After six weeks, Mike’s pain hasn’t gotten any better and under pressure from Mike’s employer, Mike’s occupational medicine specialist refers him to an orthopedic specialist.

At the orthopedic surgeon’s office, Mike is sitting on the examination table with the doctor standing before him.

The doctor, a much smaller man than Mike, places his right hand on Mike’s left wrist.

“Okay, try to lift your arm,” the doctor says.

Mike tries to lift his arm with the doctor pushing down against him but is struggling.

“You’re very weak in the shoulder,” the doctor says. “I’m afraid you have a substantial rotator cuff tear but we’ll order an MRI just to be sure,” the doctor says.

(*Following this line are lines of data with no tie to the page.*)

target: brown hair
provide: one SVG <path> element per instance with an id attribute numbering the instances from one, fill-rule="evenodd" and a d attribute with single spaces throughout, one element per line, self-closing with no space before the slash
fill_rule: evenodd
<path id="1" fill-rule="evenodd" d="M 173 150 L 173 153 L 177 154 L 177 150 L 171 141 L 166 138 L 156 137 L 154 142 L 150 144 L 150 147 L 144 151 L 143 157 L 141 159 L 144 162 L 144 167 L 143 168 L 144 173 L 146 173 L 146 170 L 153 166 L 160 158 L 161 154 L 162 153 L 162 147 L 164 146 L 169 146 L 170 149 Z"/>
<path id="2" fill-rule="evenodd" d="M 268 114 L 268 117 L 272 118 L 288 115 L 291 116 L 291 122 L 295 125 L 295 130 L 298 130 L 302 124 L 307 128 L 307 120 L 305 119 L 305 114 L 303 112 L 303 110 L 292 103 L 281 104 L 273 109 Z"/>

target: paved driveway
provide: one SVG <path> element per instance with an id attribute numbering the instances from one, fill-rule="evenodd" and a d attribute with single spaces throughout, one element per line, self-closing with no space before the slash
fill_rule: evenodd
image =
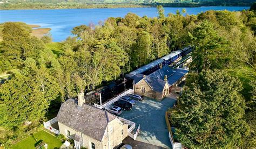
<path id="1" fill-rule="evenodd" d="M 145 97 L 130 111 L 124 111 L 120 116 L 140 125 L 140 131 L 136 140 L 171 148 L 168 130 L 165 122 L 165 112 L 172 107 L 176 100 L 165 98 L 161 102 Z"/>

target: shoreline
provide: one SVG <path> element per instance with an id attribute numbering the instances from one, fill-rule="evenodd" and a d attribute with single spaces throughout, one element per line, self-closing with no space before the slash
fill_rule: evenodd
<path id="1" fill-rule="evenodd" d="M 177 4 L 177 5 L 176 5 Z M 0 11 L 1 10 L 58 10 L 58 9 L 119 9 L 119 8 L 156 8 L 157 5 L 161 5 L 164 8 L 201 8 L 201 7 L 211 7 L 211 6 L 230 6 L 230 7 L 250 7 L 251 5 L 245 4 L 245 5 L 203 5 L 199 4 L 175 4 L 175 3 L 163 3 L 163 4 L 156 4 L 154 5 L 147 5 L 147 4 L 93 4 L 93 5 L 86 5 L 85 6 L 77 6 L 74 7 L 65 6 L 45 6 L 45 8 L 36 8 L 37 5 L 35 5 L 35 8 L 1 8 L 0 5 Z"/>
<path id="2" fill-rule="evenodd" d="M 2 24 L 2 23 L 0 24 Z M 32 29 L 32 31 L 31 31 L 30 34 L 32 36 L 38 38 L 39 39 L 41 39 L 44 36 L 49 34 L 50 33 L 50 31 L 51 30 L 51 28 L 41 28 L 41 26 L 39 25 L 27 24 L 25 24 L 25 25 Z M 2 32 L 2 30 L 0 30 L 0 32 Z M 2 36 L 2 33 L 0 33 L 0 41 L 2 41 L 2 40 L 3 37 Z"/>

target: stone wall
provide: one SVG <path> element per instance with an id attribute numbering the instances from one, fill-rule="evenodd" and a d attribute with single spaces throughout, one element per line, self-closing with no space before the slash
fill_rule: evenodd
<path id="1" fill-rule="evenodd" d="M 63 134 L 68 138 L 66 132 L 66 130 L 69 130 L 71 136 L 75 134 L 79 135 L 80 138 L 83 138 L 83 146 L 87 148 L 91 148 L 91 143 L 95 144 L 96 148 L 113 148 L 114 146 L 121 144 L 123 140 L 128 136 L 128 125 L 123 124 L 117 118 L 109 123 L 108 127 L 106 129 L 102 141 L 92 138 L 85 134 L 83 134 L 81 136 L 82 133 L 80 132 L 71 129 L 60 123 L 58 123 L 58 124 L 60 134 Z"/>
<path id="2" fill-rule="evenodd" d="M 143 90 L 143 88 L 145 90 Z M 143 79 L 136 84 L 134 84 L 133 90 L 135 94 L 143 95 L 152 98 L 156 98 L 156 92 L 154 91 L 147 83 Z"/>
<path id="3" fill-rule="evenodd" d="M 143 87 L 145 88 L 145 93 L 143 91 Z M 135 94 L 154 98 L 157 100 L 161 100 L 166 95 L 168 95 L 169 93 L 169 87 L 166 83 L 163 93 L 154 91 L 145 80 L 143 79 L 134 85 L 133 90 Z"/>
<path id="4" fill-rule="evenodd" d="M 122 134 L 122 130 L 123 134 Z M 128 136 L 127 130 L 128 125 L 123 124 L 117 118 L 110 122 L 102 140 L 103 148 L 113 148 L 116 146 L 120 144 L 123 140 Z"/>

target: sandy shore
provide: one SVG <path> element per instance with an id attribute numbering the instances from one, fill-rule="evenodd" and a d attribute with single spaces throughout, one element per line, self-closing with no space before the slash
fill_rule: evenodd
<path id="1" fill-rule="evenodd" d="M 41 26 L 38 25 L 27 24 L 27 25 L 33 29 L 31 34 L 38 38 L 41 38 L 44 35 L 48 34 L 51 30 L 51 28 L 38 28 L 41 27 Z M 34 28 L 38 29 L 33 29 Z M 1 30 L 0 31 L 2 31 Z M 3 40 L 3 37 L 2 37 L 2 34 L 0 33 L 0 40 Z"/>

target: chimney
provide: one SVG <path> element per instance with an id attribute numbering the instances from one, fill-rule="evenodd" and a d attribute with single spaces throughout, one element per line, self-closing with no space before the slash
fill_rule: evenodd
<path id="1" fill-rule="evenodd" d="M 84 93 L 79 93 L 77 95 L 78 98 L 78 106 L 81 107 L 83 103 L 85 103 L 85 100 L 84 99 Z"/>
<path id="2" fill-rule="evenodd" d="M 167 81 L 167 75 L 164 76 L 164 81 L 165 81 L 165 82 Z"/>

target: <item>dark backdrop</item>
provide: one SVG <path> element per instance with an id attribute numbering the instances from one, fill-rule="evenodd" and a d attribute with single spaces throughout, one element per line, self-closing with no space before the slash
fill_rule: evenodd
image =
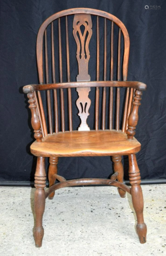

“What if it’s torn, what then?” Mike says.

“You’re looking at surgery with a minimum of six months off of work,” the doctor says.

Scenario_BrainsNotBrawn“Six months? Why?” says Mike.

“Rehabilitation from rotator cuff surgery isn’t easy. You could have some setbacks. I’m giving you a conservative estimate,” the orthopedic surgeon says.

“Why operate at all?” says Mike.

“You can’t walk around with a rotator cuff tear in your line of work for any period of time,” the doctor says.

“It’s way too risky for a man your age.”

“I’m only 54, Doc,” Mike says gamely.

“At your age, honestly, you’re going to have to be very diligent in rehab to bring this thing back all the way,” the doctor says, tapping Mike lightly on his injured left shoulder.

The MRI confirms what the doctor felt to be true. Mike has a full thickness tear of his rotator cuff.

“You see that?” the doctor says to Mike as they look at the MRI image together.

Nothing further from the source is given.